Apindo DKI, yang terlibat dalam pembahasan pengaturan jam kerja, menilai perlu ada pemetaan lebih lanjut terkait sektor yang bisa menerapkan jam kerja fleksibel. Melalui Nurjaman, asosiasi ini juga meminta pemerintah daerah mengevaluasi wilayah yang menjadi lokasi kemacetan tertinggi di Jakarta.
KOMPAS/HERU SRI KUMORO
Kepadatan arus lalu lintas saat jam pulang kerja di Jalan Pejompongan Raya, Jakarta, Selasa (27/12/2022). Sepeda motor dan mobil pribadi masih dominan memenuhi jalanan di Jakarta. Kampanye untuk beralih ke angkutan umum, seperti bus, kereta, dan angkutan kota, belum sepenuhnya diterima masyarakat. Kemudahan dan kepraktisan dalam bermobilitas membuat masyarakat lebih memilih kendaraan pribadi meski sering terjebak dalam kemacetan.

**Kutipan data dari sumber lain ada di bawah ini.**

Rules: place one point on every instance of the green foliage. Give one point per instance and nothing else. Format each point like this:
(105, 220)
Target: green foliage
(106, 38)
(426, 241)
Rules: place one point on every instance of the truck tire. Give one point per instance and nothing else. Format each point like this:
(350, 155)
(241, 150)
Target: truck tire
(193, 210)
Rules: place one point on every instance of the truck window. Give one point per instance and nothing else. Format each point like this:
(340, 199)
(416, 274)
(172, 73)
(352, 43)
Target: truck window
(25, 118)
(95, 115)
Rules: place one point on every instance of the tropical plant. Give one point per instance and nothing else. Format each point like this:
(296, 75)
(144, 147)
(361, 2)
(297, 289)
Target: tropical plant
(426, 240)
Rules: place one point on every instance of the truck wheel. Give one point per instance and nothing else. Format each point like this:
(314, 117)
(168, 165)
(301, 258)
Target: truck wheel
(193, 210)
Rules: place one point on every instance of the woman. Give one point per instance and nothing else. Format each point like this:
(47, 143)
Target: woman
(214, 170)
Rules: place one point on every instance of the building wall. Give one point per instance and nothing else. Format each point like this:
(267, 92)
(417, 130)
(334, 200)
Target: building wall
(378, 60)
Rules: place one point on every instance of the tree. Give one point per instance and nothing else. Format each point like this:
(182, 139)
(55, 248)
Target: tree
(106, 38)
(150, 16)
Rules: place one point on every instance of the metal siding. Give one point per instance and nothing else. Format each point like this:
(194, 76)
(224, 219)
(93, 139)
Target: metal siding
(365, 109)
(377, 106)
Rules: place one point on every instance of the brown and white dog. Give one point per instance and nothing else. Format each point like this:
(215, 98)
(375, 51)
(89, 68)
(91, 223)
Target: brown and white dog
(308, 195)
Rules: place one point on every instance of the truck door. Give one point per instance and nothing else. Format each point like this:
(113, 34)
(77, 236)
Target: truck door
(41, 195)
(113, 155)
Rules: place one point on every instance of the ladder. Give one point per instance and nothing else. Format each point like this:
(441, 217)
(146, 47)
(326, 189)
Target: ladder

”Dunia usaha sudah beri masukan, kira-kira sektor mana yang bisa diubah jam kerjanya. Lalu, daerah mana yang bisa diatur. Kajian kami, kemacetan yang timbul di jalanan Jakarta paling banyak di dua wilayah, yaitu Jakarta Pusat dan Jakarta Selatan,” ungkap Nurjaman.
Solusi pekerja untuk menghindari kelelahan di jalan dan kemacetan faktanya beragam, meskipun pada praktiknya tidak semudah membalikkan tangan. Kalau Anda, lebih memilih solusi yang mana?